La Dirección General de Tráfico desarrollará desde mañana hasta el domingo 19 de julio una nueva campaña especial de control de alcohol y drogas, en la que los agentes de la Agrupación de Tráfico de la Guardia Civil vigilarán el consumo de estas sustancias en las carreteras de Andalucía.
La campaña responde a la necesidad de reducir los comportamientos de mayor riesgo para la seguridad vial, entre los que se encuentra el consumo de alcohol y de drogas. De hecho, el alcohol es el segundo factor concurrente más habitual en los siniestros de tráfico y estuvo presente en el 28% de los siniestros mortales registrados en 2024 en el ámbito de la DGT, en los que se contabilizaron 273 fallecidos.
El consumo de alcohol tiene consecuencias graves sobre la conducción y la siniestralidad, como un mayor tiempo de reacción, subestimación de la velocidad y problemas de visión (efecto túnel) y de coordinación. El resultado es que las probabilidades de sufrir un siniestro aumentan de manera considerable y se multiplican aún más en combinación con otras drogas.
El riesgo se incrementa incluso dentro de los márgenes legales permitidos, y los efectos son cada vez más agudos a medida que aumenta la concentración. Con una tasa de 0,5 g/l en sangre, el riesgo de sufrir una colisión se multiplica por dos, con 0,8 g/l es cinco veces mayor y con 1,5 g/l, hasta veinte veces más.
Conducir habiendo ingerido alcohol o drogas tiene consecuencias fatales; en el mejor de los casos, con una sanción administrativa, pero en otros muchos con penas de cárcel. En 2025, según los datos de la Fiscalía de Seguridad Vial, 47.103 conductores fueron condenados por conducir bajo los efectos del alcohol y las drogas.

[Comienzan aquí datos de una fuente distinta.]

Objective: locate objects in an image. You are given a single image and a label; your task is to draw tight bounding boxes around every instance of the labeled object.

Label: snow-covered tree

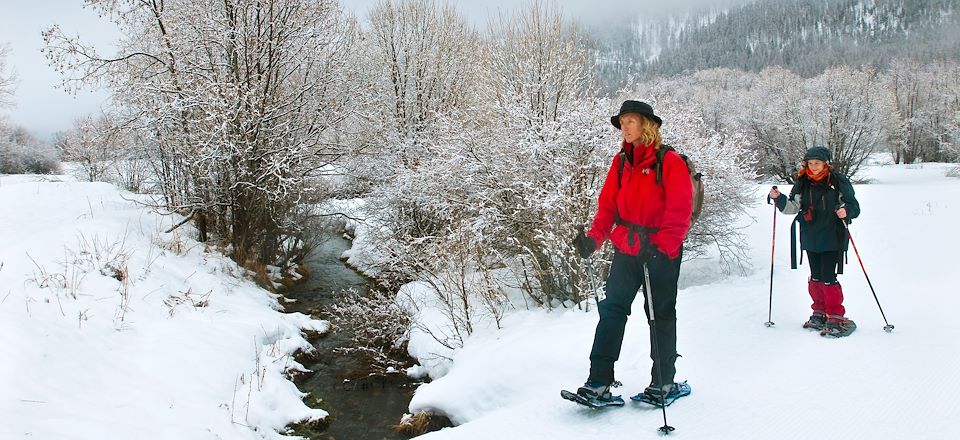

Dispositivo julio 2025 en Andalucía
Durante el dispositivo llevado a cabo en julio del pasado año, fueron controlados un total de 38.900 conductores en carreteras andaluzas, de los que 799 dieron positivo en alcohol y/o drogas, es decir, el 2% del total. Esto supone que 114 conductores fueron detectados cada día al volante tras haber consumido alcohol y/o drogas, la mayoría de ellos (92,4%) tras un control preventivo y el resto por infracciones, accidentes o por presentar síntomas.
Hay que recordar que los controles preventivos son una herramienta fundamental para detectar a aquellos conductores que se ponen al volante tras ingerir alcohol u otras drogas, poniendo en peligro no solo su seguridad, sino la del resto de usuarios de la vía.